Where did October go?

It seems as if I blinked and when I opened my eyes.. November was here.

This tells me 2 things. One- Deployment is closer... Gotta stop putting off some things. But on a much happier, much more positive note, My husband was gone for almost all of October for an underway... and it flew by.

The fact that October flew by with my hubby underway, makes me very happy. This proves to me that Deployment isn't just going to drag on. Sure, I know there are going to be days where I feel like they are just dragging on, but in the end.. I know I'll realize that the time passed by much faster than I anticipated, as it has with the long underways.
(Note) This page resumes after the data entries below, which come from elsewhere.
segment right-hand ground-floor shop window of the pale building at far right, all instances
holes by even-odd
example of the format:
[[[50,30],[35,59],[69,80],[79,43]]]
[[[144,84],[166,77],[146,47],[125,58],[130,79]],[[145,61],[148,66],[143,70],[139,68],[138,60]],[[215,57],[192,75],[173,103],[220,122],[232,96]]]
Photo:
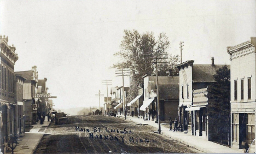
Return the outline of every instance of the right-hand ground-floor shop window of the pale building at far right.
[[[255,125],[254,125],[254,114],[247,114],[247,142],[252,144],[255,138]]]

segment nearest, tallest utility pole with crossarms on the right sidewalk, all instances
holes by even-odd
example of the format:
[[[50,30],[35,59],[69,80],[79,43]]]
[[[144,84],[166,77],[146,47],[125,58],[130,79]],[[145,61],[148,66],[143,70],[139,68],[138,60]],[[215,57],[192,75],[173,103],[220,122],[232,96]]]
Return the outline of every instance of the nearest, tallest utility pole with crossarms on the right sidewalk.
[[[159,84],[158,84],[158,63],[167,63],[167,62],[163,62],[161,60],[166,60],[168,59],[166,56],[167,54],[150,54],[148,56],[153,56],[153,60],[155,64],[155,74],[156,74],[156,97],[158,99],[158,134],[161,133],[161,125],[160,125],[160,102],[159,102]],[[159,62],[160,60],[160,62]]]

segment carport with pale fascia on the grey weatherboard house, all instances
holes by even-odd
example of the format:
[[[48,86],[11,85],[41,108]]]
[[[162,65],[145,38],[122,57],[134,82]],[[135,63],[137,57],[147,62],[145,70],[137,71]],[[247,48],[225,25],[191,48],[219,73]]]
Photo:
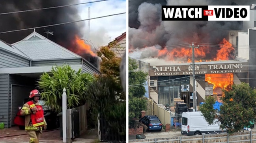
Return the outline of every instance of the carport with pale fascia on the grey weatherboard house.
[[[82,68],[81,65],[72,66],[72,69],[78,71]],[[50,67],[23,67],[23,68],[6,68],[1,69],[1,73],[9,73],[9,98],[8,104],[9,107],[9,127],[15,125],[13,120],[19,110],[19,107],[22,106],[24,99],[28,98],[30,91],[36,89],[37,82],[40,75],[43,72],[49,72],[52,69]]]

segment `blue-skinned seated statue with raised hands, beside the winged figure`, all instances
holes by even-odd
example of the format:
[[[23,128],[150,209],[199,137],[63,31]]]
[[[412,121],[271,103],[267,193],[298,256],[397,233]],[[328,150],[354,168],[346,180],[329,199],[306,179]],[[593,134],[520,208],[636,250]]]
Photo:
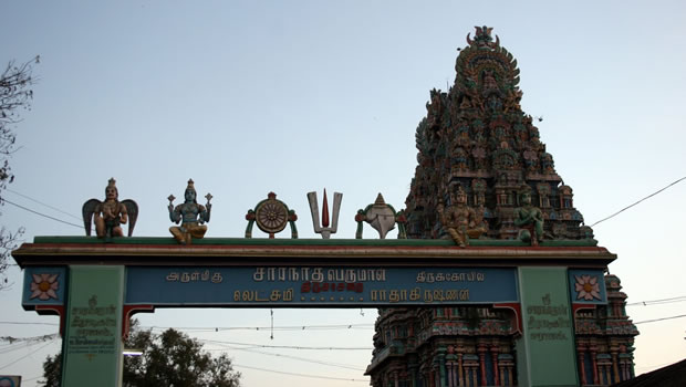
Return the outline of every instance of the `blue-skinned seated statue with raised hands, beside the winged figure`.
[[[193,239],[201,239],[207,232],[207,226],[205,222],[209,222],[209,215],[212,209],[212,205],[209,202],[212,198],[210,194],[207,194],[205,198],[207,203],[205,206],[198,205],[196,200],[197,194],[193,179],[188,180],[188,187],[184,192],[184,203],[174,207],[174,195],[169,195],[169,219],[175,223],[181,223],[181,226],[172,226],[169,232],[181,244],[190,244]]]

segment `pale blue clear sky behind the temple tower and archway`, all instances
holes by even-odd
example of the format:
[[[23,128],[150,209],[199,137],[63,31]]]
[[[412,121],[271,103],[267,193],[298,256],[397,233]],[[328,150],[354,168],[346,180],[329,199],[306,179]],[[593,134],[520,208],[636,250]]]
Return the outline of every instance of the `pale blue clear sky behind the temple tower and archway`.
[[[344,194],[333,238],[353,238],[358,208],[383,192],[404,207],[416,167],[415,128],[429,90],[455,79],[457,48],[493,27],[518,60],[522,107],[588,223],[686,176],[686,6],[683,1],[0,1],[0,64],[37,54],[40,83],[18,126],[12,190],[79,216],[110,177],[141,206],[137,236],[167,236],[166,197],[186,180],[215,196],[207,237],[241,237],[245,213],[274,191],[312,231],[305,194]],[[686,295],[682,219],[686,182],[595,227],[617,253],[610,266],[628,302]],[[6,198],[80,223],[24,198]],[[330,198],[331,199],[331,198]],[[1,222],[34,236],[82,230],[6,205]],[[365,229],[365,236],[373,234]],[[2,321],[55,322],[23,312],[17,284]],[[627,308],[635,322],[684,314],[684,303]],[[372,324],[375,311],[276,311],[274,325]],[[269,311],[158,311],[156,326],[267,326]],[[686,357],[685,320],[640,324],[638,373]],[[0,324],[2,336],[54,326]],[[365,346],[289,353],[364,368],[373,330],[202,333],[267,345]],[[58,344],[1,353],[0,374],[41,375]],[[305,344],[306,345],[306,344]],[[211,347],[208,344],[208,347]],[[285,353],[283,351],[272,351]],[[236,364],[365,379],[361,372],[245,351]],[[240,368],[246,386],[320,379]],[[25,383],[33,386],[35,380]],[[363,386],[326,381],[330,386]]]

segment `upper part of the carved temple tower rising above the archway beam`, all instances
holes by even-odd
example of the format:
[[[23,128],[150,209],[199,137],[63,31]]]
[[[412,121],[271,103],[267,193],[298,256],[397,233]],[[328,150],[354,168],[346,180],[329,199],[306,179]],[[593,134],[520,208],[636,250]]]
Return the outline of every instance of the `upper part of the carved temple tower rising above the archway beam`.
[[[409,238],[440,238],[438,201],[460,185],[468,203],[488,226],[488,237],[513,239],[513,209],[522,185],[543,211],[547,239],[582,239],[592,232],[580,227],[572,188],[555,172],[536,118],[519,102],[517,60],[490,28],[477,28],[474,40],[455,64],[455,85],[448,93],[433,90],[426,117],[417,127],[417,168],[406,199]]]

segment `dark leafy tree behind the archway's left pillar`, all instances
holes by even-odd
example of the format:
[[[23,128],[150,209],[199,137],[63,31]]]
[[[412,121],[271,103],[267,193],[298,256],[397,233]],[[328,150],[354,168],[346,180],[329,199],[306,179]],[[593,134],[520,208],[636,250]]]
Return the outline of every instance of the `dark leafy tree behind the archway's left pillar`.
[[[226,354],[212,357],[202,351],[201,343],[176,330],[155,335],[139,330],[134,322],[125,346],[143,351],[141,356],[124,357],[125,387],[240,386],[240,373],[233,370]],[[43,386],[60,386],[61,360],[61,354],[48,356],[43,363]]]

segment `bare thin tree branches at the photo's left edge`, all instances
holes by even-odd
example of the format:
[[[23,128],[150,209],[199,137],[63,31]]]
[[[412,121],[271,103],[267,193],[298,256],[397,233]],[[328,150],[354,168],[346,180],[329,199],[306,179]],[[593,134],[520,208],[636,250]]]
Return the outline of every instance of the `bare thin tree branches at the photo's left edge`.
[[[14,181],[14,175],[10,168],[10,156],[17,150],[17,134],[14,126],[21,122],[19,111],[31,109],[33,91],[30,88],[35,83],[32,76],[33,64],[39,63],[40,57],[23,64],[11,61],[0,75],[0,203],[2,191]],[[9,264],[10,252],[17,248],[19,237],[23,229],[15,232],[6,227],[0,228],[0,275],[4,273]],[[7,278],[1,276],[0,290],[7,285]]]

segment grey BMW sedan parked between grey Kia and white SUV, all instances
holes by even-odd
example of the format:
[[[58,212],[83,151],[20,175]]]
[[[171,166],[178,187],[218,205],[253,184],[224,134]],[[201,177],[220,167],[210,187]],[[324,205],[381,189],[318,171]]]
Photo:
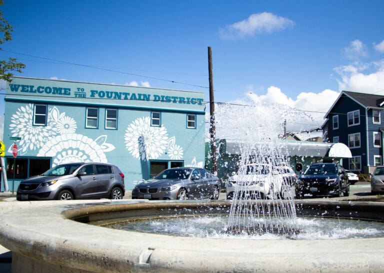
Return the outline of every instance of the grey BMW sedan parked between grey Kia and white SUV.
[[[177,167],[163,170],[153,179],[137,184],[132,190],[132,199],[217,200],[221,181],[209,171],[195,167]]]

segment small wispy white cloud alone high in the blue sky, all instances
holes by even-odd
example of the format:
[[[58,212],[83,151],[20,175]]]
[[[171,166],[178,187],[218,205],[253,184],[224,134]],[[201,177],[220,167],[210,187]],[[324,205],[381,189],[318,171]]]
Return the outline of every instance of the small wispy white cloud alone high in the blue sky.
[[[237,39],[258,33],[282,31],[293,26],[292,20],[264,12],[252,14],[245,20],[221,28],[219,35],[222,39]]]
I think the trouble I'm still having is seeing how fast it's coming up on me. I still have some time, so much to do and so much that is happening.. I keep having to hit the pause button so that I slow down and really enjoy and appreciate the time I have with him before he leaves.

These are the times I know I will always remember.. this is part of the Journey.

Now that it's November, I want to post something I'm thankful for for every day of November. Something different every day. I challenge you to do so as well. It'll really show you what you have to appreciate and be grateful for.

Today, I am grateful for great communication with my husband. Without the good communication skills we have, I think these underways and the upcoming deployment would really get to me. Thankfully, even when he's away, he's still my rock.. my best friend.